Thierry Geffroy m'a bluffée dans cette nouvelle! J'ai vraiment beaucoup aimé sa façon de semer les indices sur Jade dont j'ai cru longtemps qu'elle faisait partie de notre monde. Il écrit en virtuose, distille les informations qui nous obligent à relire le texte autrement ! Tout s'éclaire jusqu'au hurlement final de Paul.

Dans ce texte comme dans tous les autres, l'auteur use d'un style concis, sobre, qui claque. En quelques lignes ou bien en quelques pages, il nous donne à voir les déchirures, le désarroi d'individus déboussolés par le monde contemporain, déboussolés jusqu'à la folie. En effet, la folie, la dépossession de soi sont les thèmes de la dernière nouvelle. Folie née de l'abandon donc de la terrible et toujours présente solitude...

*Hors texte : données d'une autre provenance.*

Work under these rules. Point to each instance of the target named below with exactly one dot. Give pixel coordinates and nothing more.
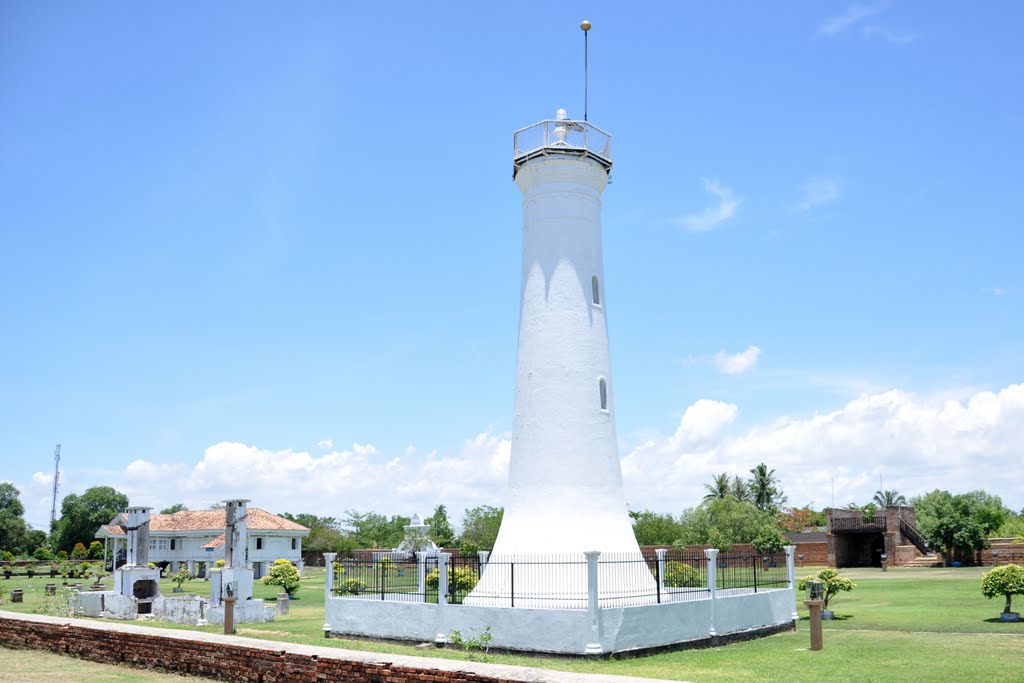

Les images sont simples et belles. Voici un extrait de "De l'absence jusqu'au bout des ongles":

"Dommage parce que je ne vais plus pouvoir m'arracher la peau. J'aime bien faire des gravures avec mes ongles, dessiner des volcans, des rivières, creuser des souterrains. [...]

Je fouille dans ma terre pour retrouver ma mère et ce n'est pas de ma faute.

La terre est profonde. [...]

La sobriété de la métaphore, la concision du style font de ce texte l'un des plus réussis du recueil. Quelques mots, des blancs typographiques suffisent à dire l'essentiel.